Aunque 1984, la famosa novela de George Orwell, continúa siendo una referencia obligada al momento de denunciar cualquier tipo de totalitarismo, en el último tiempo se ha transformado en noticia por razones que exceden a la obra. En particular, si no era suficiente con la cínica reapropiación que la industria del entretenimiento realizara de un Gran Hermano devenido formato televisivo adorado por jóvenes que no quieren escapar de su mirada, sino ser vistos, en ocasión de cumplirse los 75 años de la publicación del original, nos encontramos con la decisión, de los herederos de la obra, de realizar una reescritura de 1984 en clave feminista.
En la nueva versión, a cargo de Sandra Newman, titulada, justamente, Julia, por el nombre de la compañera de Winston Smith, el protagonista original es solo un “viejo triste de 40 años” con dificultad para tener erecciones; el Estado autoritario se reduce a una máquina sistemática de agresión contra el cuerpo de las mujeres; el Gran Hermano es un señor de carne y hueso acabado e incontinente, y el verdadero amor, prohibido por el Partido, es el amor entre mujeres. Asimismo, nuestra protagonista es víctima y empoderada a la vez cuando acaba ejerciendo la prostitución por orden del Partido, pero escribe novelas pornográficas en el ministerio de la verdad y tiene sexo frente a las telepantallas para calentar a los fisgones.
Pero si de empoderamiento hablamos, el punto cúlmine se da cuando torturan a Julia poniendo una rata para que le coma el rostro y, a diferencia de lo que sucedía con Smith en el original, nuestra protagonista abre la boca, espera que la rata meta la cabeza y allí, de un mordiscón, la decapita. Sí, la novela que como nadie había denunciado las pretensiones totalitarias de la reescritura de la historia, acaba siendo reescrita.
Llegados a este punto, cabe preguntarse, ¿pueden, en 2024, las viejas categorías orwellianas, o lo que queda de ellas, ser útiles para describir fenómenos del presente? La respuesta es sí, pero solo en parte.

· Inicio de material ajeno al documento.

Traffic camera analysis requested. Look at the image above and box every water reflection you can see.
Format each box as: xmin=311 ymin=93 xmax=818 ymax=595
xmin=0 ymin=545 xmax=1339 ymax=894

Porque, efectivamente, goza de una increíble actualidad el ya mencionado ministerio de la Verdad que se encargaba de reescribir los documentos para beneficio de los intereses presentes del Partido. La aplicación retrospectiva de la moral presente, con simbólicos derribos de monumentos y revisionismos que no buscan objetividad sino revanchismo, son una buena muestra.
Ni que hablar de la Policía del pensamiento, hoy compuesta por patrullas de justicieros con teclado, individuales y anónimos, dispuestos a actuar como enjambre contra cualquiera que ose correrse del canon hegemónico.
Lo mismo podría decirse de las telepantallas que, en el original, tenían una doble cara. Esto es, como sucede hoy con nuestros smartphones, las telepantallas funcionaban como televisores a través de los cuales el partido único instalaba su propaganda, pero, al mismo tiempo, eran cámaras a través de las cuales sus usuarios podían ser controlados.
Qué decir, también, de los dos minutos de odio, ese ejercicio catártico al que se exponía a los miembros del Partido para que canalicen todo su odio contra el enemigo de la nación. ¿Acaso es muy diferente al odio con que las redes sociales seleccionan diariamente a algún individuo, famoso o anónimo, por algún exabrupto, un video inadecuado o una frase desafortunada?
Podría, incluso, trazarse algún paralelismo entre la neolengua de 1984 y los intentos que realizan los estados en la actualidad para imponer cambios en la lengua e indicarnos, según dicta la corrección política, cómo debemos hablar y qué se puede decir.
Por todo esto, cabe decir que 1984 sigue teniendo una vigencia asombrosa. Sin embargo, en otro sentido, sus categorías no parecen ser lo suficientemente sutiles para describir el modo de vigilancia que se ejerce en la actualidad.
De aquí que, sirviéndose de los trabajos de Michel Foucault y Gilles Deleuze, entre otros, el filósofo Byung-Chul Han publicara, hace ya una década, Psicopolítica, un libro donde advertía los cambios del “nuevo Gran Hermano” que actúa en el “panóptico digital”.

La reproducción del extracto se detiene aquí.